The activists’ statements come on the heels of a sexual harassment incident involving three men who raided a home in Ajun Jeumpet village of Aceh Besar. An amateur male photographer there was taking pictures of a girl who was not related to him by blood. The girl, identified as 18-year-old Aliyah, was then allegedly subjected to sexual harassment — the men who raided the house stripped and groped her, before verbally humiliating her.

Aliyah was subsequently caned outside the Al Munawarah Mosque in Jantho, in accordance with Aceh’s Shariah law, for committing khalwat , or being in close proximity with photographer Setya, a married man. She received four lashes as punishment .

Aliyah’s family filed a police report against the three men.

One of them, Sabirin, a 45-year-old civil servant, has been arrested and is facing trial at the Jantho District Court. The other two remain at large.

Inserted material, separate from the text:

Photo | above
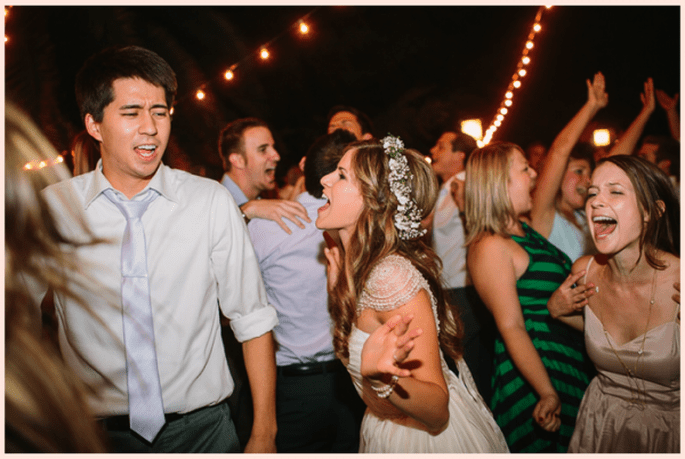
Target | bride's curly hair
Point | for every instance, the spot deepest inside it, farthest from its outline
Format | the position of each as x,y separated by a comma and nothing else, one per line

Hendra argued that vigilante justice continued to occur because perpetrators were rarely prosecuted by the law. According to Kontras’s records, more than 100 cases of street justice relating to perceived Shariah-law breaches have occurred in Aceh in the past three years. These included false imprisonment, raids and beatings, Hendra said.

“Even police — when they conduct raids they are supposed to get a warrant,” he added.

Hendra urged Aceh’s Shariah Office to educate people in the province to prevent them from taking justice into their own hands in the name of Islam.

Evi said that conducting street justice and vigilante crackdowns on people’s homes simply because of alleged violations of Shariah law constitutes a violation of human rights.